En la primera etapa de la guerrilla, cuando la consigna era "ármate y espera", grupos de tupamaros solían rodear a agentes policiales para quitarles su arma de reglamento. A fines de los años 60, cumpliendo con su deber, uno de esos agentes se resistió y fue asesinado a mansalva. Tenía veintipocos años y se llamaba Germán Garay. Esto pasó mucho antes de que se instalara la dictadura en un país democrático como Uruguay en donde —como el Che Guevara lo advirtió— no se justificaba crear una guerrilla. Otros compañeros de Garay fueron ultimados en esa época tratando de impedir un asalto a un banco, un robo de autos o un atentado en plena vía pública. En circunstancias de esa naturaleza murieron 34 policías.
Una vez que las Fuerzas Armadas, por decisión del Poder Legislativo, entraron en acción para reprimir lo que era una insurrección en auge, 18 militares fueron abatidos.
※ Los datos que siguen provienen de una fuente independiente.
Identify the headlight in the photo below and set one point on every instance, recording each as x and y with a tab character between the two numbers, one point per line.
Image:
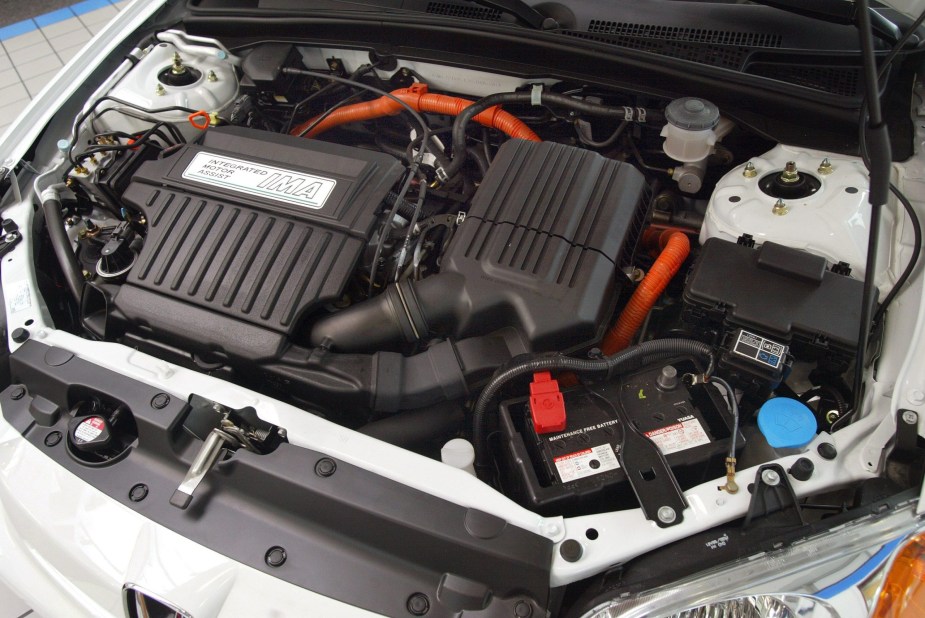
871	564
Algunos de ellos perdieron la vida en diversos enfrentamientos con el aparato subversivo, en tanto otros fueron ejecutados fríamente, sin darles la menor oportunidad de defenderse, como fue el tristemente célebre episodio de los cuatro soldados que protegían la residencia de un jerarca militar.
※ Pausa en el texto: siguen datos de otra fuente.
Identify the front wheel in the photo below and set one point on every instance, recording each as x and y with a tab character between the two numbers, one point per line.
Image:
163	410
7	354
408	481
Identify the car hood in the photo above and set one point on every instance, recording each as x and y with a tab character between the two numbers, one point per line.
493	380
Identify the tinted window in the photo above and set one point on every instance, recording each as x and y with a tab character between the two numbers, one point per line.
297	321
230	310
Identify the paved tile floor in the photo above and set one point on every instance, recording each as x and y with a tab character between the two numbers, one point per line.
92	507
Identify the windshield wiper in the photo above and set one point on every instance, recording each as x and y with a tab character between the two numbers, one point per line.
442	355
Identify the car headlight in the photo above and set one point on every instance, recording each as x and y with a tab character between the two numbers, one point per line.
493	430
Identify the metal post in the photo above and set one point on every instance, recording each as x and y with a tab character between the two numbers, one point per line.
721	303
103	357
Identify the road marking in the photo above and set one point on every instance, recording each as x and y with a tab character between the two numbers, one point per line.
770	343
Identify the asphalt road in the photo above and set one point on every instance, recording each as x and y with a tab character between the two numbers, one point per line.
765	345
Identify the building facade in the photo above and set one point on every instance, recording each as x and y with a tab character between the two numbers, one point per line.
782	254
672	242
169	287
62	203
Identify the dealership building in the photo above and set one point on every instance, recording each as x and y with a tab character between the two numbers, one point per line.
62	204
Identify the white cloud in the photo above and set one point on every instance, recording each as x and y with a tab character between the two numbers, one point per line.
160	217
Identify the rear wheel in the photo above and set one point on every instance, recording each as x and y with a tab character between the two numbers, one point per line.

Los 14 civiles asesinados en variadas situaciones representan el carácter terrorista que asumió a cierta altura de su trayectoria el movimiento tupamaro. Aquí ya no se trataba de combatir contra policías o militares que portaban armas sino de simples ciudadanos que por distintas circunstancias perdieron la vida sin tener arte ni parte en el choque entre los tupamaros y las autoridades. Emblema de esa tragedia es el peón rural Pascasio Báez, un paisano que tuvo la desgracia de descubrir en medio del campo un refugio tupamaro. Después que lo capturaron los guerrilleros resolvieron ejecutarlo con una inyección letal para evitar que delatara la existencia del reducto clandestino. Eso ocurrió cuando los guerrilleros invocaban al hombre de campo como uno de los destinatarios de la revolución que propugnaban. El tupamaro que le aplicó la inyección no solo está libre sino además beneficiado por las leyes de reparación.
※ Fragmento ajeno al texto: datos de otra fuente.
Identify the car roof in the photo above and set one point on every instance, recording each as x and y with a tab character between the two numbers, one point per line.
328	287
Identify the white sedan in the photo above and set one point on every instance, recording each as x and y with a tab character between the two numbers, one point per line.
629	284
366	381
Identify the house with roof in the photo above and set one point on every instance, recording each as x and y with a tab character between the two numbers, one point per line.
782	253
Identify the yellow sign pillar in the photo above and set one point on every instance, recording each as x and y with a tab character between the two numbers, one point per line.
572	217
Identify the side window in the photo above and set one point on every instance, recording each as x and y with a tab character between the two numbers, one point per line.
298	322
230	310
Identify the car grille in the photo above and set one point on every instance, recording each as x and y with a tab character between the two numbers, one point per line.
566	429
En un nuevo intento por sensibilizar al gobierno del Frente Amplio para que haga justicia en la materia, el diputado nacionalista Jaime Trobo exhortó a la vicepresidenta Lucía Topolansky a interesarse en el asunto de modo de promover la sanción de una ley que contemple la situación de las víctimas de la sedición y sus familiares. Según se dijo, Topolansky se comprometió a ocuparse del tema, actitud que si llegara a concretarse pondría fin a un caso de inequidad flagrante.
Si en su condición de presidenta de la Asamblea General Topolansky lograra persuadir a los suyos de la necesidad de ocuparse de esos 66 muertos se daría un gran paso hacia ese lema tan grato para la izquierda que es "verdad y justicia". Verdad, porque ellos fueron víctimas de una situación de la que no eran responsables. Justicia, porque perdieron la vida, algo irreparable, pero que al menos justifica se los reconozca y se compense de alguna manera a sus familiares.